Prime Minister Modi interacted with children outside the hotel in Tokyo.
He also saw the drawing of a young girl and signed an autograph for her during his interaction with the children.
He then interacted with a boy who was waiting for him with a drawing of the tricolour.
Prime Minister Modi asked him from where he learnt Hindi and praised him for his fluency in the language.
'Japan's Indian community has made pioneering contributions in different fields. They have also remained connected with their roots in India. I thank the Indian diaspora in Japan for the warm welcome,' Modi said on Twitter after his interaction with the community.
Besides Modi, the Quad summit in Tokyo on May 24 will be attended by United States President Joe Biden, Japanese Prime Minister Fumio Kishida and Australian prime minister-elect Anthony Albanese.

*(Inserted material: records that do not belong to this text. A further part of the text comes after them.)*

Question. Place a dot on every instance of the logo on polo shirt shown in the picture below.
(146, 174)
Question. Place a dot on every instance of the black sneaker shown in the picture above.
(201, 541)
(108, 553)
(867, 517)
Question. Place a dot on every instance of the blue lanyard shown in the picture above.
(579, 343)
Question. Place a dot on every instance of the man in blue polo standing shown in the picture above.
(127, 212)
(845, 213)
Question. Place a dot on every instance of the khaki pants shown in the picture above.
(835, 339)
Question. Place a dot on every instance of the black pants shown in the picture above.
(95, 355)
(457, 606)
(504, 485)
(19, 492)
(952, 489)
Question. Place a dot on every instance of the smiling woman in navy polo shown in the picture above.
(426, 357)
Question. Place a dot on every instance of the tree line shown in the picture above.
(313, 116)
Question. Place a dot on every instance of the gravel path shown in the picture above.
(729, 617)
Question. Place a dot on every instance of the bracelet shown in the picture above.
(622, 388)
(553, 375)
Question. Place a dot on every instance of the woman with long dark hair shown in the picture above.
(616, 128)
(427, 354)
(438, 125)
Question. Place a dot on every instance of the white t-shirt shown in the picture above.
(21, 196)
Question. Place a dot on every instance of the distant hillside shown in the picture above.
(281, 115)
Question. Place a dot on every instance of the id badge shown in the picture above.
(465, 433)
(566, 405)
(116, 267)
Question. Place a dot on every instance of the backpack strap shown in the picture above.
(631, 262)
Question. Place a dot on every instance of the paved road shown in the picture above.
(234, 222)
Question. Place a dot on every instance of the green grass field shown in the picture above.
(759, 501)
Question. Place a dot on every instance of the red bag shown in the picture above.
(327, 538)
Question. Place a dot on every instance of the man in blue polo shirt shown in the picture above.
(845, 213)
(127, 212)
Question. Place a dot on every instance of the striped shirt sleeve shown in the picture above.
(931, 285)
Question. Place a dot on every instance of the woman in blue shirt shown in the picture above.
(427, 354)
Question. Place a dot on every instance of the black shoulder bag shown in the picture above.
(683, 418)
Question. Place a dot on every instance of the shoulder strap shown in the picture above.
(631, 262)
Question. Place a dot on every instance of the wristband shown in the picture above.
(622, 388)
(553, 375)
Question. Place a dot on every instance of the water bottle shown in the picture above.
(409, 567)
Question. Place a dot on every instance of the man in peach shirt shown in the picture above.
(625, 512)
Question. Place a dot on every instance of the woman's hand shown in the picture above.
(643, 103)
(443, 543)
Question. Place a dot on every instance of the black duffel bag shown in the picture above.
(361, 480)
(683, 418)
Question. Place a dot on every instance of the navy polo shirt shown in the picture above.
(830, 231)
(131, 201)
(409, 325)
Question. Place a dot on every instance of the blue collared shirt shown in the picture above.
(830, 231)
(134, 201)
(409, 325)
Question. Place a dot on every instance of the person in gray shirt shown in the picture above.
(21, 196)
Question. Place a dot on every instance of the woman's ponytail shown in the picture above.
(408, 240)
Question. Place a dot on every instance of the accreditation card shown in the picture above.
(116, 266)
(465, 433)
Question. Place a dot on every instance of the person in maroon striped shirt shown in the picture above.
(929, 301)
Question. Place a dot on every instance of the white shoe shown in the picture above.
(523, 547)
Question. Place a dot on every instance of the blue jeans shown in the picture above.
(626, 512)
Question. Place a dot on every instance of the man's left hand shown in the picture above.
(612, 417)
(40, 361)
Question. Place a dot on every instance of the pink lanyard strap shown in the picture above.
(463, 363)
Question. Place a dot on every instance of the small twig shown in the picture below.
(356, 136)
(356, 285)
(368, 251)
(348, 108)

'In Japan, I will also participate in the second in-person Quad Leaders' Summit, which will provide an opportunity for the leaders of the four Quad countries to review the progress of Quad initiatives,' Modi said in his departure statement.
'We will also exchange views about developments in the Indo-Pacific region and global issues of mutual interest,' said Modi, whose visit to Japan is taking place under the shadow of the Russia-Ukraine conflict.
The Quad or Quadrilateral Security Dialogue comprises India, the US, Japan and Australia.
Modi, who is visiting Tokyo at the invitation of his Japanese counterpart Fumio Kishida, will hold separate bilateral meetings with Biden, Kishida and Albanese on the sidelines of the summit.
He had hosted Kishida for the 14th India-Japan Annual Summit in March 2022.
'During my visit to Tokyo, I look forward to continuing our conversation further, with an aim to strengthen the India-Japan Special Strategic and Global Partnership,' Modi said ahead of his visit.
He said economic cooperation between India and Japan is an important aspect of their Special Strategic and Global Partnership.
Modi also said that he is looking forward to a bilateral meeting with newly-elected Australian Prime Minister Albanese during which the multifaceted cooperation between the two countries under the Comprehensive Strategic Partnership, and regional and global issues of mutual interest will be discussed.
Noting that Japan is home to nearly 40,000 members of the Indian diaspora, who are an important anchor in India's relations with Japan, Modi said he looks forward to interacting with them.